The classes are being delivered with a percentage of the students in the classroom who are connected with their fellow classmates via videoconference and the latter can see and hear the professor as if they were in the same place with the help of special cameras with movement sensors and environmental microphones.

In addition, the professor may incorporate videos and other teaching resources into the class in real time so that students inside and outside the classroom can interact with these tools.

“It demands a greater effort by the professor, for example becoming familiar with the technology, redesigning their class, their activities and the tasks that are associated with this new reality and, on the other hand, the students are learning to interact in a different manner than in in-person classes,” she said.

Starting last October, the university began implementing the HPRS classrooms at all of its campuses in Mexico, as well as training the professors to use the system in an optimal way and adapting the educational content to make student learning more efficient.

On May 17, 2021, a number of students at the Guadalajara campus returned to their classrooms after the Jalisco state government authorized the resumption of classes amid strict security protocols.

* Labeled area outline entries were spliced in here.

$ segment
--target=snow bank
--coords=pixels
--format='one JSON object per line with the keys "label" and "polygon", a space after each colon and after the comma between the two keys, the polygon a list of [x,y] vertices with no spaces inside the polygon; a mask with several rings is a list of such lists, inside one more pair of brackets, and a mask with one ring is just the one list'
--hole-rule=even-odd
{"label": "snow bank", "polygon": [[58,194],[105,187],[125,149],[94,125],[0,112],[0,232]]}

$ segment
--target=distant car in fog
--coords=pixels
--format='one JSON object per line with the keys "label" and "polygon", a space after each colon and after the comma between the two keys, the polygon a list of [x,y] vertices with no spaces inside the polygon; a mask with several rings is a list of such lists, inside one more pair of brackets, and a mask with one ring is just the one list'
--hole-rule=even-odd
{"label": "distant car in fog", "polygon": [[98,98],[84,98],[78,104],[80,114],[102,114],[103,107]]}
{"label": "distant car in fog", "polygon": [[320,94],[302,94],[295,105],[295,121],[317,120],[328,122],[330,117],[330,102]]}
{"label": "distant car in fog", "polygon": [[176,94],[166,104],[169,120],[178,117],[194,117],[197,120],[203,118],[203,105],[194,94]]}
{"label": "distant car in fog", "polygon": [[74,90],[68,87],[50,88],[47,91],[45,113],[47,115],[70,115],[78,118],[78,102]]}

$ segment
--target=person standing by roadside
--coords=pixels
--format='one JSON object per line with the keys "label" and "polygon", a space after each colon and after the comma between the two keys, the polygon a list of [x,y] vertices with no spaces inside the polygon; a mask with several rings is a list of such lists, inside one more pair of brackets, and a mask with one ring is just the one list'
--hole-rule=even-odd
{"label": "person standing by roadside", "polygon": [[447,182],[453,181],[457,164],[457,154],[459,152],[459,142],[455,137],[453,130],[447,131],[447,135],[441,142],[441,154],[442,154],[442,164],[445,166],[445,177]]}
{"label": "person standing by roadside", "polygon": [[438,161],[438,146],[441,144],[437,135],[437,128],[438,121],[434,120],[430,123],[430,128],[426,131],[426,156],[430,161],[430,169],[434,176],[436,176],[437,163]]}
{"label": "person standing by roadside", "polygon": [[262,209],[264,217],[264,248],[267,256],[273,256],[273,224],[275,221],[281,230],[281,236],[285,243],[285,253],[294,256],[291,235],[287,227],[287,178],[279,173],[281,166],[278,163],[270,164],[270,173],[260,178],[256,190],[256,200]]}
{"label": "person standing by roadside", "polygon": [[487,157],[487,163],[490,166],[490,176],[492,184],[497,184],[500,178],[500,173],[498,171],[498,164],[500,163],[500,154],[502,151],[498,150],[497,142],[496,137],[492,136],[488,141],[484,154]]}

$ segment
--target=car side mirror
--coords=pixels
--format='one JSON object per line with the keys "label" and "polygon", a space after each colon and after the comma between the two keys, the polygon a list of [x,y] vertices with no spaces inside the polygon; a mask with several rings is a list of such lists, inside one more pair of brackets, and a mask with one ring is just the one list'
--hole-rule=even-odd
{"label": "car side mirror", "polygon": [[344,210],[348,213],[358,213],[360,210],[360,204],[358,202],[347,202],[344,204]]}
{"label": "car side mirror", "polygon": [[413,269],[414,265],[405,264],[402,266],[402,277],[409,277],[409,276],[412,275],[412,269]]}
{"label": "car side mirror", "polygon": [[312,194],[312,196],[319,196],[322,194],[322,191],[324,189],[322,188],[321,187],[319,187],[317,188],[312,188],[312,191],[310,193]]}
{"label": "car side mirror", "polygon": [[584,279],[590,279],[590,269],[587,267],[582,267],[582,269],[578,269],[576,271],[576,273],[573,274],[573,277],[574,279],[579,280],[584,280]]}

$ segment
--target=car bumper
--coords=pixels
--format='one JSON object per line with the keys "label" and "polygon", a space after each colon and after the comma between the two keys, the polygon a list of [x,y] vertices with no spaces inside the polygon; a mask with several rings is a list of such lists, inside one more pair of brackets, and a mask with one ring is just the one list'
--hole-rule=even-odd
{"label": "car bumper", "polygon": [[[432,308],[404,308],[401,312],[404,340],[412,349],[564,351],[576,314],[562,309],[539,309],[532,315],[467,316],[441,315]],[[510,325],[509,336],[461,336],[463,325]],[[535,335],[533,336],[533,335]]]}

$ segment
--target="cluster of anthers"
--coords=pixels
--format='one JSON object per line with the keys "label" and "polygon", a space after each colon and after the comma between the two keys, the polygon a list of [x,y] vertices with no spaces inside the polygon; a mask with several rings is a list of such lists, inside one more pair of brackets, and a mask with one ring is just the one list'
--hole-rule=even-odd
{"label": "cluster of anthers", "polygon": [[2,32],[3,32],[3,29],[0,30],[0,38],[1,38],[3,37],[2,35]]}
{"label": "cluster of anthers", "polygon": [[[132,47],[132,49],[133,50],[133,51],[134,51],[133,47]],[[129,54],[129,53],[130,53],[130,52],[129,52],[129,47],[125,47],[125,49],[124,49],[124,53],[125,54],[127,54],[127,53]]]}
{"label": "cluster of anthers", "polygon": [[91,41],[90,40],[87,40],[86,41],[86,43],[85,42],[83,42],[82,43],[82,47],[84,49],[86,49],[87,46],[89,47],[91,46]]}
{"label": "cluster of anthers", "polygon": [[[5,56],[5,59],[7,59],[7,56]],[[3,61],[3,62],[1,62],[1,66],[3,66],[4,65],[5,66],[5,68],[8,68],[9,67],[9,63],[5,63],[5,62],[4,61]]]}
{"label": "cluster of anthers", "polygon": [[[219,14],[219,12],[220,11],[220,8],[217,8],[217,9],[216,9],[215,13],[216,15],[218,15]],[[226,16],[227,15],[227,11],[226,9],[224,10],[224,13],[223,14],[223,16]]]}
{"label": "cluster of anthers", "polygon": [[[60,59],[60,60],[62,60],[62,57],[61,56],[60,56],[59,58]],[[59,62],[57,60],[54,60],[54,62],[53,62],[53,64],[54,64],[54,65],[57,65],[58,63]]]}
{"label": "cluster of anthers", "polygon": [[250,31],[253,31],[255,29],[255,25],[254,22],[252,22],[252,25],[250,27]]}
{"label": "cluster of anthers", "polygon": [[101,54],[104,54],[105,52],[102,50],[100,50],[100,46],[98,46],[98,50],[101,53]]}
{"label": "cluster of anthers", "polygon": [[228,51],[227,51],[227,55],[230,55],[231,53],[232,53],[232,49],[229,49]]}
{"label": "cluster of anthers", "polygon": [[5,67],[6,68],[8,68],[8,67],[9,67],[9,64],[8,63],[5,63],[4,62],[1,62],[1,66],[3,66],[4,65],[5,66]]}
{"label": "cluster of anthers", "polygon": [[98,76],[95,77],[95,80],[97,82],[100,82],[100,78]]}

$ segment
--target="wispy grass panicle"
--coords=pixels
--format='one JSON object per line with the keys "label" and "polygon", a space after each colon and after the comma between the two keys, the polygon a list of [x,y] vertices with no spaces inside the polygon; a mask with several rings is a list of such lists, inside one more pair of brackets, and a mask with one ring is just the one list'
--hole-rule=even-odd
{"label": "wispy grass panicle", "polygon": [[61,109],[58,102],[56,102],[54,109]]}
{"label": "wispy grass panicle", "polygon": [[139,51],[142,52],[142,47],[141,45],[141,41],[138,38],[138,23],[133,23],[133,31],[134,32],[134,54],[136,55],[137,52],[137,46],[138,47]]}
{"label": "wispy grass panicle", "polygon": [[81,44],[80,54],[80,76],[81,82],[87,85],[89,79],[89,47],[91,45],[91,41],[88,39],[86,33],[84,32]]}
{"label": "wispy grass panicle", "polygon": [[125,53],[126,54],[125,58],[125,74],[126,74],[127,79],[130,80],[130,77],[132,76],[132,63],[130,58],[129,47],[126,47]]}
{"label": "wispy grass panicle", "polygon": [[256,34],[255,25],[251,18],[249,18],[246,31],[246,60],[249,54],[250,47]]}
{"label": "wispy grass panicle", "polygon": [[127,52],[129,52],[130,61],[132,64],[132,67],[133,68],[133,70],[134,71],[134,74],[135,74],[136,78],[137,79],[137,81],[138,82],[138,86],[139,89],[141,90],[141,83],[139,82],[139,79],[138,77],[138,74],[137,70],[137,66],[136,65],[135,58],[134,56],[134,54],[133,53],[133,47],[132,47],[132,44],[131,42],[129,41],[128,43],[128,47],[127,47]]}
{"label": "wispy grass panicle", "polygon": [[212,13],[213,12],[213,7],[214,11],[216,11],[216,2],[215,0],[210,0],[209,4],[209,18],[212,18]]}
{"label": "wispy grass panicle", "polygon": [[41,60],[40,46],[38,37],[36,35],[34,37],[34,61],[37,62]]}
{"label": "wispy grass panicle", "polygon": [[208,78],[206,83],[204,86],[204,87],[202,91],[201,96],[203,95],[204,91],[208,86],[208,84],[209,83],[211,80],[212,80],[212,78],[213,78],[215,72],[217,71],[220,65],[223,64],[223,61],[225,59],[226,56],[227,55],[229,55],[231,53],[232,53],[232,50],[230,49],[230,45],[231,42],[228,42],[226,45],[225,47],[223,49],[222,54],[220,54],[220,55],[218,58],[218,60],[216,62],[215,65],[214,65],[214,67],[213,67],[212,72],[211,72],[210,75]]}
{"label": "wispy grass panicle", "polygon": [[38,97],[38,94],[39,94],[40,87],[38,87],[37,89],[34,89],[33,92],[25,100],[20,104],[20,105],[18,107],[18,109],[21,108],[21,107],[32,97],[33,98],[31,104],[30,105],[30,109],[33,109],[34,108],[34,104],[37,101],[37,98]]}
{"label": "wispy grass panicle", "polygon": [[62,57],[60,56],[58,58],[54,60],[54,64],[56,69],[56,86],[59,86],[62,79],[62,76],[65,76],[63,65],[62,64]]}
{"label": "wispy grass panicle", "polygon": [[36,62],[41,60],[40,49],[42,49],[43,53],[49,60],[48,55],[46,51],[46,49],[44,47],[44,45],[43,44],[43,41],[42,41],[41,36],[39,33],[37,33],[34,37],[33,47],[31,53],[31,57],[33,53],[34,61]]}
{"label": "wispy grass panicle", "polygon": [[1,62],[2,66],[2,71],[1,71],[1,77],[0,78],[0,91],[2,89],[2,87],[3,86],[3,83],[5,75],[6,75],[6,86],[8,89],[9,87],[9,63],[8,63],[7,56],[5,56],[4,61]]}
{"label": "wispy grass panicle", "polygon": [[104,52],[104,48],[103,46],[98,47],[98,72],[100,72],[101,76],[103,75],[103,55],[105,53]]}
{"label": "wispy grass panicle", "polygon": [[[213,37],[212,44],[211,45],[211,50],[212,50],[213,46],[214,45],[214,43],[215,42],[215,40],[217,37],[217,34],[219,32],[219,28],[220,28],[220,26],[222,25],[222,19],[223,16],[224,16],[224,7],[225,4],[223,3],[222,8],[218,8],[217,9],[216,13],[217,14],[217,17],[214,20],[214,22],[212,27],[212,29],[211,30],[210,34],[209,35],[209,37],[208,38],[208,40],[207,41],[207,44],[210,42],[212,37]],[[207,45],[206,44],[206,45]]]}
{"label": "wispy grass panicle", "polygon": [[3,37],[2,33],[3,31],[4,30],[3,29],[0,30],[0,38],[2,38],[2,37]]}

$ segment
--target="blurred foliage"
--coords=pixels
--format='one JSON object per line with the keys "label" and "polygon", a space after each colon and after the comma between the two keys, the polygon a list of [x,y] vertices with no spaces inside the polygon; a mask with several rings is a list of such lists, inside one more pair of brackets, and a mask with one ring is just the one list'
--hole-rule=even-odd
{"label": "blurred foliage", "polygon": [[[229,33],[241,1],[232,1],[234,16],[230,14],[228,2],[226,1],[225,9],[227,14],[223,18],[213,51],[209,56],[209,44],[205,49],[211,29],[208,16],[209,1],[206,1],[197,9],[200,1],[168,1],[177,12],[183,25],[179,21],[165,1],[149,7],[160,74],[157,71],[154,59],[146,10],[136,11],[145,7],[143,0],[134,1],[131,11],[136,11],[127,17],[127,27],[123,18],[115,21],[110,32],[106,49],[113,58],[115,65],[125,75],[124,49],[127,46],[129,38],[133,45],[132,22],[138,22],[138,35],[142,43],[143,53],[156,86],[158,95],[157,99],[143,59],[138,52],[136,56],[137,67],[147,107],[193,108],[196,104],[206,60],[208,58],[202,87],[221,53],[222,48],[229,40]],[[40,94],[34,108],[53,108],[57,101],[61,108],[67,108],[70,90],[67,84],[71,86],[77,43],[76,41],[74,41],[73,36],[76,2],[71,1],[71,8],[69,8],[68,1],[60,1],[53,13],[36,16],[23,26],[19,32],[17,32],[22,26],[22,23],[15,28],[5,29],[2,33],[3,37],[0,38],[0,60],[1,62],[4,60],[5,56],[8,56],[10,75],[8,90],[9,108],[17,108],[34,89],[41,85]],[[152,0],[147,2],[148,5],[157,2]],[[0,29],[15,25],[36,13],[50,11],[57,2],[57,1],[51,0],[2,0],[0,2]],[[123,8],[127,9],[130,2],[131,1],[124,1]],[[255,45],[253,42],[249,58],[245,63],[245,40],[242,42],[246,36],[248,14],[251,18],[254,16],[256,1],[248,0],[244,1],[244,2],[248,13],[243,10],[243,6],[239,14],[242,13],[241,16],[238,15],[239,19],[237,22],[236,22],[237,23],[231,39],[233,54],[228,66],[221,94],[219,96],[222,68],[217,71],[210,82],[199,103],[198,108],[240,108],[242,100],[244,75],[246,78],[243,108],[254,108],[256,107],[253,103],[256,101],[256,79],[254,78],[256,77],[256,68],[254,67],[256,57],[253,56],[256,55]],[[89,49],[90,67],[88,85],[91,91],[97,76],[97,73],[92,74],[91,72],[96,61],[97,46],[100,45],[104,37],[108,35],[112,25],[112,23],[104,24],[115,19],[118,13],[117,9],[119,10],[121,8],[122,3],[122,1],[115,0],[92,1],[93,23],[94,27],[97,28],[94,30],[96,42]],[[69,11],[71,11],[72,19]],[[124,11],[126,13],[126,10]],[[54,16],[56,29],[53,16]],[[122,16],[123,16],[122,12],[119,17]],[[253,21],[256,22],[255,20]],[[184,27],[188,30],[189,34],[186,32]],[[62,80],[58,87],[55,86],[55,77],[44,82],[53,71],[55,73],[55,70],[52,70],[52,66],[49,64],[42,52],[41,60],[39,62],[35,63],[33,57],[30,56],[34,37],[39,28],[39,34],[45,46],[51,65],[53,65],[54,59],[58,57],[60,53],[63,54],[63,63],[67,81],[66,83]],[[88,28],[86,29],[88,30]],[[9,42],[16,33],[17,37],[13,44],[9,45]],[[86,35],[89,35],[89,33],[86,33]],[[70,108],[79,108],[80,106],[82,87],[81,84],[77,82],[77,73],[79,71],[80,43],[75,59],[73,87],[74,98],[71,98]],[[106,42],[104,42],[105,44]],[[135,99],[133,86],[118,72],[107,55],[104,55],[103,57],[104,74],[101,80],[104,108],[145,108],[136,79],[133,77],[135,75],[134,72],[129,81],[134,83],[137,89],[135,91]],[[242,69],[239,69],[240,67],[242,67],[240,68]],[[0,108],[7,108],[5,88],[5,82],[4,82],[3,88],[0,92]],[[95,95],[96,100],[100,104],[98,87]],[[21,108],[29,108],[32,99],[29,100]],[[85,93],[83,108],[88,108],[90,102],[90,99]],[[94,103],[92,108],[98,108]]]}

The institution implemented the HyFlex+ Tec model with which it is seeking to provide students with a hybrid and flexible education with health protocols that can be adapted to any pandemic scenario that arises as per the number of infections in a given city.

In Mexico, the pandemic has caused not only a health and economic crisis but also an educational crisis at all levels.

According to figures from the National Statistics and Geography Institute (Inegi), one million students at the university level stopped attending classes because of the health emergency, which in Mexico has killed at least 221,695 people and where 2,397,307 confirmed coronavirus cases have been detected, according to the Health Secretariat.